Judging by every PM I’ve worked with, 0% chance of this happening. Much sooner would see SWEs making PMs redundant than the other way around. Unless of course you want a system that falls apart like a house of cards as soon as you get a single user for your vaporware.
Except... no one validates the generated tickets, and it's full of inaccuracies.
And then someone copy pastes it into Claude and now those inaccuracies become part of the code and tests.
lol
Just lol. Is this what you guys mean by productivity boost?
Comical. LLM’s aren’t all that great - it’s more that most orgs are horribly inefficient. Like it’s amazing how bad they are.
That’s why Elon succeeded with spacex - he saw how horrible inefficient the industry was.

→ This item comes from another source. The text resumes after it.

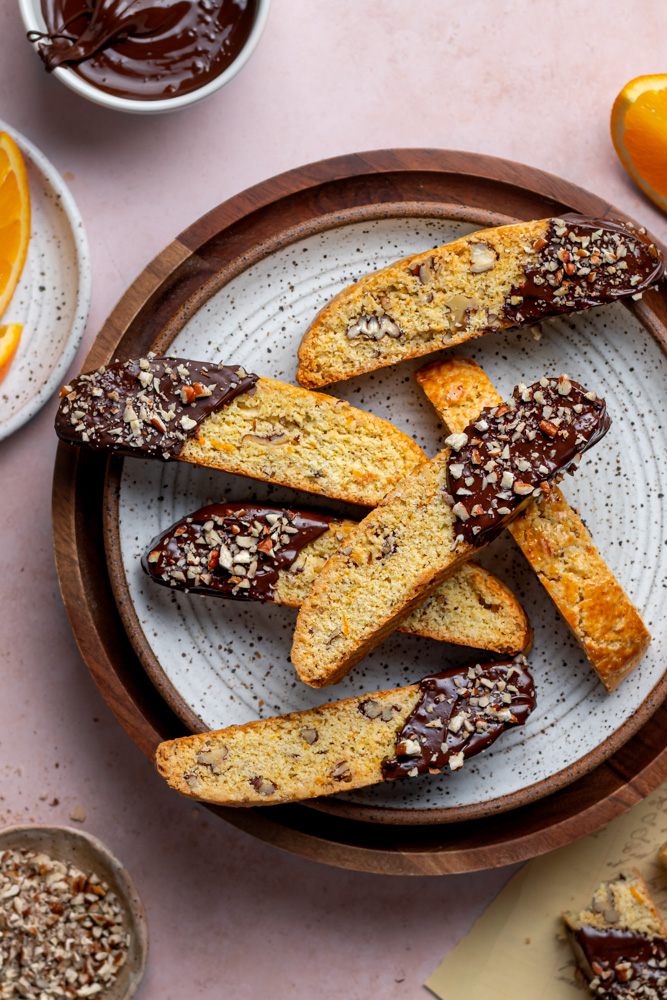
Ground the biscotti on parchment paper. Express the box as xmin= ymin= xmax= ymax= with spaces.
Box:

And used that thinking to take a gamble and it’s paid off.
Maybe for some subset of sotware (like CRM panels or something) PMs will do everything. But if you're projecting the way one sort of software (ie user-facing, business use oriented software) is developed and put to use with software writ large, then no I don't think so
> Honestly, with the first step, it seems the PMs are already halfway there to implementation of the feature so I wonder if in the future they'll just do everything themselves
Yes please, I've seen the vibecoded slop PMs put out every day because software engineering is simply not a skill they have, and I'd love to make a LOT of money fixing their crap once it dies in production <3
I can't imagine SWEs will be reduced to SDETs anymore than attorneys will be reduced to spell-checkers on AI powered case briefs.
I am a very AI-forward person, but hallucinations are becoming more pernicious than ever even as they get less frequent, especially if the code actually works. A human absolutely has to guide these processes at a macro level for sustainability for SaaS as it evolves with business needs.
Maybe for one and done systems with no maintenance/no updates/no security patches you can reduce humans to SDETs, but systems like that are more the exception than the norm.